Date: 02-16-2022
Return to Index
created by gbSnippets
'Compilable Example: (Jose Includes)
'Credit to Borje Hagsten
'====================================================================
' qSimilarity.bas - to be compiled with PBWIN10 or PBWIN9
' Public Domain similarity routine by Borje Hagsten, April 2014.
' Free to use and abuse in any way you like.
'--------------------------------------------------------------------
' qSimilarity is a simplified and very fast routine for scanning a
' wordlist array for most similar matches to a word. There are
' better and by far more advanced similarity search algorithms out
' there, measuring distance, pattern and strange soundex, etc, but
' this one is extremely fast and still gives pretty good results.
' Can be useful in for example a spelling checker, where both speed
' and similarity result often goes hand in hand.
'
' Code, compiled exe and 110,208 word dictionary file (English.spl)
' included in zip file. Dictionary file is just a simple text file
' with words separated by line feeds. Plenty of alternatives around
' on the net, if other wordlists/languages are desired.
'
'
'====================================================================
' Declares
'--------------------------------------------------------------------
#COMPILE EXE
#DIM ALL
'--------------------------------------------------------------------
#INCLUDE "WIN32API.INC"
'--------------------------------------------------------------------
%IDC_LABEL1 = 101
%IDC_LABEL2 = 102
%IDC_TEXTFIELD1 = 141
%IDC_LISTBOX1 = 161
$WORDLIST = "English.spl" ' in same folder as exe, please..

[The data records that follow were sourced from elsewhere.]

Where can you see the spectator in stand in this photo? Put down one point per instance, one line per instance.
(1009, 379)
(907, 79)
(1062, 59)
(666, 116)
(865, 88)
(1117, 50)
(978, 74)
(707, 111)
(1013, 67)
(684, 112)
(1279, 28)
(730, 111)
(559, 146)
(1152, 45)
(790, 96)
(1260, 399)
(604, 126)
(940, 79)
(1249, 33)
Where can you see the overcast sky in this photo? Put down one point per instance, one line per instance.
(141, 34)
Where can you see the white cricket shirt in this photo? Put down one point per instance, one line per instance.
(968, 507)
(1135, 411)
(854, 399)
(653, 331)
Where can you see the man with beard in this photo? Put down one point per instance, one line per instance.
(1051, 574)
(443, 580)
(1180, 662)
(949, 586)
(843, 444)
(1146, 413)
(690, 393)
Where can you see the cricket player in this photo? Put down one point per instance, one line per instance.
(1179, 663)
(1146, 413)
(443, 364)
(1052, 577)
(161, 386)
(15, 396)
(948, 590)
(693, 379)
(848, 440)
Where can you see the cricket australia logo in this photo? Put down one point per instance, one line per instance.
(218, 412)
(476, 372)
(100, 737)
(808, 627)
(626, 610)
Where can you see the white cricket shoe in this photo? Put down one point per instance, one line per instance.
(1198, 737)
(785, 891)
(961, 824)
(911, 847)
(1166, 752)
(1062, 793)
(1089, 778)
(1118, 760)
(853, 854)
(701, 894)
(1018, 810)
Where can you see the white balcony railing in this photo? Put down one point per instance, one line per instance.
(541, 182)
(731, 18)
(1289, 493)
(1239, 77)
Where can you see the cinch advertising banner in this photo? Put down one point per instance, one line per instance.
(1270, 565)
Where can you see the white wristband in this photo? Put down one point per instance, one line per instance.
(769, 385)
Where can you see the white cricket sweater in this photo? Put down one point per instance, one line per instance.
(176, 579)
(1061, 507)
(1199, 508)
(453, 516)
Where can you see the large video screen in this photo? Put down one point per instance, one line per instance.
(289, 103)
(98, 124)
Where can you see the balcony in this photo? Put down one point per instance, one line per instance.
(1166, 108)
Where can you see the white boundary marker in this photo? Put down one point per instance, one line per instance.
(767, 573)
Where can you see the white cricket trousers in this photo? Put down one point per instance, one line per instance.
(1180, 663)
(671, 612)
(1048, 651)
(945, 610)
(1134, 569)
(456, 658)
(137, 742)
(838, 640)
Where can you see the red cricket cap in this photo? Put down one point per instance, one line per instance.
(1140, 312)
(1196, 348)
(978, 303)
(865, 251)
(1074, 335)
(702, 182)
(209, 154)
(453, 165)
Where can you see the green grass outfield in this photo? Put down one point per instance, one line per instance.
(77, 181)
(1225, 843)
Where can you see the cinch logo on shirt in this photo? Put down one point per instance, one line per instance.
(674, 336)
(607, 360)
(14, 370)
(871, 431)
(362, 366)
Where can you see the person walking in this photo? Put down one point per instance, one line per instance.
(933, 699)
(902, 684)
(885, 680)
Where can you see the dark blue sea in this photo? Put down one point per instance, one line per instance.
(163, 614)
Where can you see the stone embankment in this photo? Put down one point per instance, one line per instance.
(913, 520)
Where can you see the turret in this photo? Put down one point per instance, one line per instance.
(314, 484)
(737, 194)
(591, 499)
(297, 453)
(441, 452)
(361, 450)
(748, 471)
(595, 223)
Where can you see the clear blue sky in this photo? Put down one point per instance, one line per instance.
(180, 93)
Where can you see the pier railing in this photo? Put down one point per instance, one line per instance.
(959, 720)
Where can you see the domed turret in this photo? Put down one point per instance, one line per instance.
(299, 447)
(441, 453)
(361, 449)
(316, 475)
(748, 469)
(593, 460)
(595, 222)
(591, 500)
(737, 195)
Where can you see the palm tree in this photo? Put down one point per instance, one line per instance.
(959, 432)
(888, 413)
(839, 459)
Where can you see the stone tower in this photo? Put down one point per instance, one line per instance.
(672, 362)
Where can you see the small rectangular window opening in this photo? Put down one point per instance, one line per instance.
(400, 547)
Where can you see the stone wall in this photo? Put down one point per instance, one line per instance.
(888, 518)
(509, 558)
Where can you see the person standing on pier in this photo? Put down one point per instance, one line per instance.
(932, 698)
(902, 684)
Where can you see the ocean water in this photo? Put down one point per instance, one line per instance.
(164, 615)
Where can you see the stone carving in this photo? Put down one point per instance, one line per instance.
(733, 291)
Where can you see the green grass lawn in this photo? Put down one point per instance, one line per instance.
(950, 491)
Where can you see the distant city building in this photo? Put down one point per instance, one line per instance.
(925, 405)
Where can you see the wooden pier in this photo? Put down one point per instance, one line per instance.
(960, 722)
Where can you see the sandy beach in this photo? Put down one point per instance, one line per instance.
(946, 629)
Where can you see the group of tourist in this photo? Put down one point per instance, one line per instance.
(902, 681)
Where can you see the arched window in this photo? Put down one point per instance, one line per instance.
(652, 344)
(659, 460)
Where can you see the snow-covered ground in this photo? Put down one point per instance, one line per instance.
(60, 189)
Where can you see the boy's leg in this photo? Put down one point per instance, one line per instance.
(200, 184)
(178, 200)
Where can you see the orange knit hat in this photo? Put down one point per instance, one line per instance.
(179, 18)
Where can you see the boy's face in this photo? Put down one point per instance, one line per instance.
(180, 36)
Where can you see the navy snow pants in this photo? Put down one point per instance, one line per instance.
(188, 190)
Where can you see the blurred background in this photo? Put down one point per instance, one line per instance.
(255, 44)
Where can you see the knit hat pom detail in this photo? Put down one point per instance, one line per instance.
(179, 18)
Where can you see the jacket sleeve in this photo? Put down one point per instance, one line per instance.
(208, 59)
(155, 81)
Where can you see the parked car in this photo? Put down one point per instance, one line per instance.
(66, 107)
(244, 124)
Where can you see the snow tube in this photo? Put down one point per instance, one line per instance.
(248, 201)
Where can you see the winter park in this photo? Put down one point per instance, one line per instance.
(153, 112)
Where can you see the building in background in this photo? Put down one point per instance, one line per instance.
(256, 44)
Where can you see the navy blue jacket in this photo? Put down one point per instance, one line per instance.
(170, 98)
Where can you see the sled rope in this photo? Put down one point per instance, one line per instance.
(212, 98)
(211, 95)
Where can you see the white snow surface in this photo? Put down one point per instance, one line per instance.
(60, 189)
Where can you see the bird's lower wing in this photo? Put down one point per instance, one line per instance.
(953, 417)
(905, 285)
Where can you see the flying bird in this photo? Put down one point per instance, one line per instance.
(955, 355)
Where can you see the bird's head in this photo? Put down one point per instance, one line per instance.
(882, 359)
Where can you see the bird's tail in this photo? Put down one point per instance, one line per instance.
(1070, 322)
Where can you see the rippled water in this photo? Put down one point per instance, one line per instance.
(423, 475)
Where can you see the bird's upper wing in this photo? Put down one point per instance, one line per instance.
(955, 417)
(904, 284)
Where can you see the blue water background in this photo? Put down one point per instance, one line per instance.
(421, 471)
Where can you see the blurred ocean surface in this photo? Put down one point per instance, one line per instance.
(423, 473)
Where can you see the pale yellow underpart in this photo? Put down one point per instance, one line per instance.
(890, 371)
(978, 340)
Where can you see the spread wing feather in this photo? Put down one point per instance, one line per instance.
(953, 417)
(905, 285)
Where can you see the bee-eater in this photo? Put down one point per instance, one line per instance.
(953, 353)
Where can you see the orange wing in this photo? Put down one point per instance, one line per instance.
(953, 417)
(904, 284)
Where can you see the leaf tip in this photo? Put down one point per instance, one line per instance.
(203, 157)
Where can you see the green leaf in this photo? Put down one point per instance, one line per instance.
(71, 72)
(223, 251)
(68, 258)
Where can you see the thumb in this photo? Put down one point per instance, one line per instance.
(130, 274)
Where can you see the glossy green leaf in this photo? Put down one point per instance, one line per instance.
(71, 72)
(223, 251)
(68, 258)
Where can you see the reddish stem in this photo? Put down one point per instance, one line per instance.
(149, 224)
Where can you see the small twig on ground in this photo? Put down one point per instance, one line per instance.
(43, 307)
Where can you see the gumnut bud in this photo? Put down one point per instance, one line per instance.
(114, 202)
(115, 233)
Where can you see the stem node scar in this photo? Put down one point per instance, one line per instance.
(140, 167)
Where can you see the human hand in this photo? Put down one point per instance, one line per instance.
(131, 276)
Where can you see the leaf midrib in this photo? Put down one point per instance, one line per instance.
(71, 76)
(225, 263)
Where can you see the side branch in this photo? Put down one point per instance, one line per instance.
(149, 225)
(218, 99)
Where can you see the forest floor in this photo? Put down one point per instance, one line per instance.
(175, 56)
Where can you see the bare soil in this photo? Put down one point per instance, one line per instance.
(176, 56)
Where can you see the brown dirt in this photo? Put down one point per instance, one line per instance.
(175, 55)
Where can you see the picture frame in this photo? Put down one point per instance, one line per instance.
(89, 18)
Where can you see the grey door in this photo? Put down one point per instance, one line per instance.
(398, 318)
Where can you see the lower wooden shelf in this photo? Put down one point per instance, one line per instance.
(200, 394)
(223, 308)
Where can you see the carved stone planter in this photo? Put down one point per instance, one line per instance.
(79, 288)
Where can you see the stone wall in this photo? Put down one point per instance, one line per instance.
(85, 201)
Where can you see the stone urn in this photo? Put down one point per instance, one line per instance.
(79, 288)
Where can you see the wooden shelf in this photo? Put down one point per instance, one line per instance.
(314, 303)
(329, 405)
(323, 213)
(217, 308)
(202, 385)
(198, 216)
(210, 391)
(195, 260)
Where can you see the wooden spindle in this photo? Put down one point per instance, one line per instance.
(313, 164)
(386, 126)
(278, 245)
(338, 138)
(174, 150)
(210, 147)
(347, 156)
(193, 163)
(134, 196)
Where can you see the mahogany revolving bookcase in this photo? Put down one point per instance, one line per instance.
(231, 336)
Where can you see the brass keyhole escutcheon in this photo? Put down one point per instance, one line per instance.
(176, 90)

'====================================================================
' Program entrance
'--------------------------------------------------------------------
FUNCTION PBMAIN () AS LONG
LOCAL hDlg AS DWORD
DIALOG NEW 0, "Similarity search",,, 185, 125, %WS_CAPTION OR %WS_SYSMENU TO hDlg
'------------------------------------------------------------------
CONTROL ADD LABEL, hDlg, %IDC_LABEL1, "Find:", 5, 8, 20, 10
CONTROL ADD TEXTBOX, hDlg, %IDC_TEXTFIELD1, "esearch", 25, 5, 100, 14
CONTROL ADD LABEL, hDlg, %IDC_LABEL2, "Result", 5, 26, 120, 9
CONTROL ADD LISTBOX, hDlg, %IDC_LISTBOX1, , 4, 35, 120, 85, _
%WS_CHILD OR %WS_VISIBLE OR %WS_TABSTOP OR _
%WS_VSCROLL OR %LBS_NOINTEGRALHEIGHT OR _
%LBS_NOTIFY OR %LBS_USETABSTOPS, %WS_EX_CLIENTEDGE
REDIM lt(0) AS LONG : lt(0) = 60 ' move tab stop a bit to the right
CONTROL SEND hDlg, %IDC_LISTBOX1, %LB_SETTABSTOPS, 1, VARPTR(lt(0))
CONTROL ADD BUTTON, hDlg, %IDOK, "Find", 130, 85, 50, 14
CONTROL ADD BUTTON, hDlg, %IDCANCEL, "Quit", 130, 105, 50, 14
'-------------------------------------------------------------------
DIALOG SHOW MODAL hDlg, CALL DlgProc
END FUNCTION
'======================================================================
' Main Dialog procedure
'--------------------------------------------------------------------
CALLBACK FUNCTION DlgProc() AS LONG
LOCAL c, d, WdLen AS LONG, r AS SINGLE
LOCAL sWord AS STRING
DIM sWordList() AS STATIC STRING
SELECT CASE CB.MSG
CASE %WM_INITDIALOG '<- is received right before dialog is shown
#IF %PB_REVISION < &H1000
REDIM sWordList(0) ' needed for PBWIN9, but not PBWIN10
#ENDIF
c = FileToArray($WORDLIST, sWordList())
CONTROL SET TEXT CB.HNDL, %IDC_LABEL2, _
"Result: " + FORMAT$(d) + _
" / " + FORMAT$(UBOUND(sWordList)+1) + _
" ( Similarity % )"
IF c = 0 THEN
MSGBOX "Wordlist not found or empty!", %MB_ICONERROR, "Error!"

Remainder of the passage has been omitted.